Question 14

Analyze Continuity of $f(x)$: $f(x) = [x^3] \cdot h(x)$, where $h(x) = \log_e(1 + \sin^2(\pi\{x\}))$.

• The function $h(x)$ is continuous for all $x \in \mathbb{R}$. Note that $h(x) = 0$ if and only if $\sin^2(\pi\{x\}) = 0$, which occurs when $\{x\} = 0$, i.e., $x \in \mathbb{Z}$.
• $[x^3]$ is discontinuous at points where $x^3 = k \in \mathbb{Z}$. In the domain $(-3, 3)$, $x^3 \in (-27, 27)$. The integer values for $k$ are $\{-26, -25, \dots, 0, \dots, 26\}$, totaling 53 values.
• If $x \in \mathbb{Z}$, then $x^3 \in \mathbb{Z}$. At these points, $h(x) = 0$, making $f(x)$ continuous regardless of the jump in $[x^3]$. The integers in $(-3, 3)$ are $\{-2, -1, 0, 1, 2\}$.
• If $x^3 = k$ but $x \notin \mathbb{Z}$, then $h(x) \neq 0$, so the jump in $[x^3]$ makes $f(x)$ discontinuous.
• Thus, $A = \{x = \sqrt[3]{k} : k \in \mathbb{Z}, -27 < k < 27\} \setminus \{-2, -1, 0, 1, 2\}$.
• $|A| = 53 - 5 = 48$.

Analyze Continuity of $g(x)$: $g(x) = x^3 \sin^2(\pi \log_e(1 + \{x\}))$.
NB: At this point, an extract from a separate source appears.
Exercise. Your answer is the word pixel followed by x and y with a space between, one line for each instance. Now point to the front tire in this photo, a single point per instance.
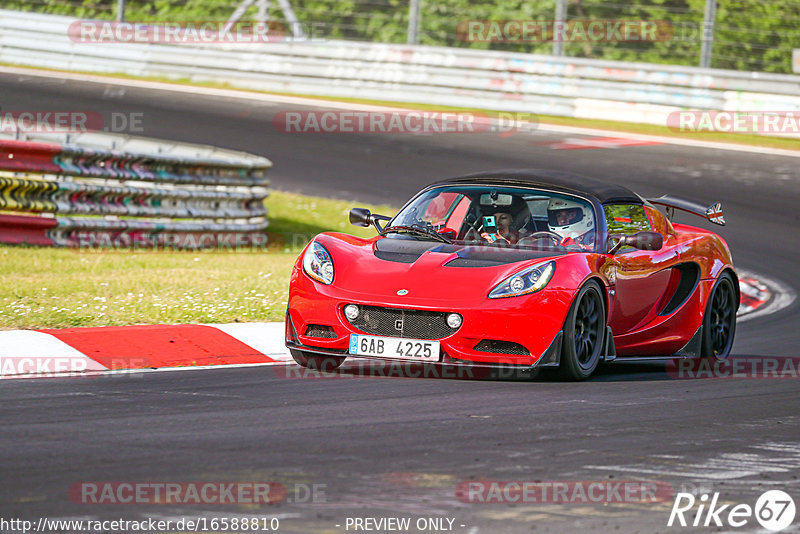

• $g(x)$ is continuous on every interval $(n, n+1)$ for $n \in \mathbb{Z}$. We only need to check integers $x \in \{-2, -1, 0, 1, 2\}$.
• At $x = 0$, $\lim_{x \to 0} g(x) = 0 = g(0)$, so $g$ is continuous at $x = 0$.
• At $x = k \in \{-2, -1, 1, 2\}$, the right-hand limit $\lim_{x \to k^+} g(x) = k^3 \sin^2(\pi \ln 1) = 0$. The left-hand limit $\lim_{x \to k^-} g(x) = k^3 \sin^2(\pi \ln 2) \neq 0$ (since $\ln 2 \approx 0.693$, $\pi \ln 2$ is not a multiple of $\pi$).
• Thus, $g$ is discontinuous at $x \in \{-2, -1, 1, 2\}$.
• $|B| = 4$.

Calculate Intersection and Final Value:

• Since $A$ contains no integers and $B$ contains only integers, $|A \cap B| = 0$.
• The value is $|A| + 2|B| - |A \cap B| = 48 + 2(4) - 0 = 48 + 8 = 56$.